Deck : Shirley and Benji Varghese's elegant, green home in Neelangarai is not the work of a designer: it's a labour of love that reflects the couple's own personality, writes Hema Vijay
Location : Neelankarai
Architect : V. Jeevan
“When we built the house (1988), forget civilisation, there was not even a blade of grass here”, says Benji Varghese. That's something hard to imagine looking at the sprawling, green landscape that Benji and Shirley Varghese have created around their house.
This is a house that rolls casually down to the sea, taking off from a structure that sports a gay amalgam of sloping roofs.
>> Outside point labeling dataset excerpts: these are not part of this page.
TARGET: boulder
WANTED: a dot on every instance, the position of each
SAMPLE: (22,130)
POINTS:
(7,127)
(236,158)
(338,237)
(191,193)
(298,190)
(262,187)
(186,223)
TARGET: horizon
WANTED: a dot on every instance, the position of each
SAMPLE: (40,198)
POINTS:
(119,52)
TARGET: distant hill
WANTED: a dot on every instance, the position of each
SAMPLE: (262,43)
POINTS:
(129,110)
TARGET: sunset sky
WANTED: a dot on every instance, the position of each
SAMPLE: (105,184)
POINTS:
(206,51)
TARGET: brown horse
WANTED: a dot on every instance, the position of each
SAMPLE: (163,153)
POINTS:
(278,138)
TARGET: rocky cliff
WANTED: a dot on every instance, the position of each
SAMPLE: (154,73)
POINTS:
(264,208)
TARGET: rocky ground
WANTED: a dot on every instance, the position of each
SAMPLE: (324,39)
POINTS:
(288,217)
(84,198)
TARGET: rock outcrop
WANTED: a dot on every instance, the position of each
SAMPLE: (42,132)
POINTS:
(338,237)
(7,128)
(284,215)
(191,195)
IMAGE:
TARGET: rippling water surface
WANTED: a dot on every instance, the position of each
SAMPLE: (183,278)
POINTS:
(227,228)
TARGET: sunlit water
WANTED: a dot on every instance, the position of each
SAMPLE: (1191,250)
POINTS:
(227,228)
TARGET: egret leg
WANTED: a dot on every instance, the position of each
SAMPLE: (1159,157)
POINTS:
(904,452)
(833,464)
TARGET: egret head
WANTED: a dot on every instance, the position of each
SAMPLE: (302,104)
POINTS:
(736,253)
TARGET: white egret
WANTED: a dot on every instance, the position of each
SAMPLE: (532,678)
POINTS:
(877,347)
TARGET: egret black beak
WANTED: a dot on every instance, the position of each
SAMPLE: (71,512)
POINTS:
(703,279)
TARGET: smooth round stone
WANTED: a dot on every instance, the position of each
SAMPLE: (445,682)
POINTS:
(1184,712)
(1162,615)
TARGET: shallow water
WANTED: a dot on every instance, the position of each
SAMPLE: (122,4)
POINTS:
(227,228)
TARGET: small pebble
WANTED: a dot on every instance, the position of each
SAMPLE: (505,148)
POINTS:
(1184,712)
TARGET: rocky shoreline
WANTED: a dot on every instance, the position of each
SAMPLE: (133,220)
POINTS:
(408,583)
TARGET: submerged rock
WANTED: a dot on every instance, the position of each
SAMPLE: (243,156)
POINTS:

A two-storied structure under its umpteen sloping roofs, the house opens up from a portico to its inner spaces.
From the living room at its far end, it leads out through another portico into a backyard where most of the green action is set. Water cascades down a rockery by the portico here, and you step out on to a hilly lawn that includes walking trails, stone seats under shady trees, and a cute swimming pool flanked by a pagoda-roofed enclosure.
At the point where the Varghese residence meets the sea, there is a grove with frangipani trees, date palms, casuarinas, sea grapes and temple trees. “Since we like to have our gatherings out on the lawn, we decided to have a grove, which would act as a green barrier to create privacy”, Shirley says.
The couple was also particular about not having an interior designer do up their home. “We wanted our house to reflect our personality and our life.” So, everything that you see here — right from the gloriously hued athangudi tiles on the floor to the gorgeous figurative paintings that adorn the walls, the gleaming and intricately carved ethnic furniture, the stained glass lamps and other curios that you find all around — were collected by the
two on their travels or acquired over the years. And then of course, there are the ceramic and other art works created by Shirley herself, which Benji dotingly displays.
USP : A truly warm house that matches the grace of its inhabitants, and a very interesting garden that stretches into the seashore.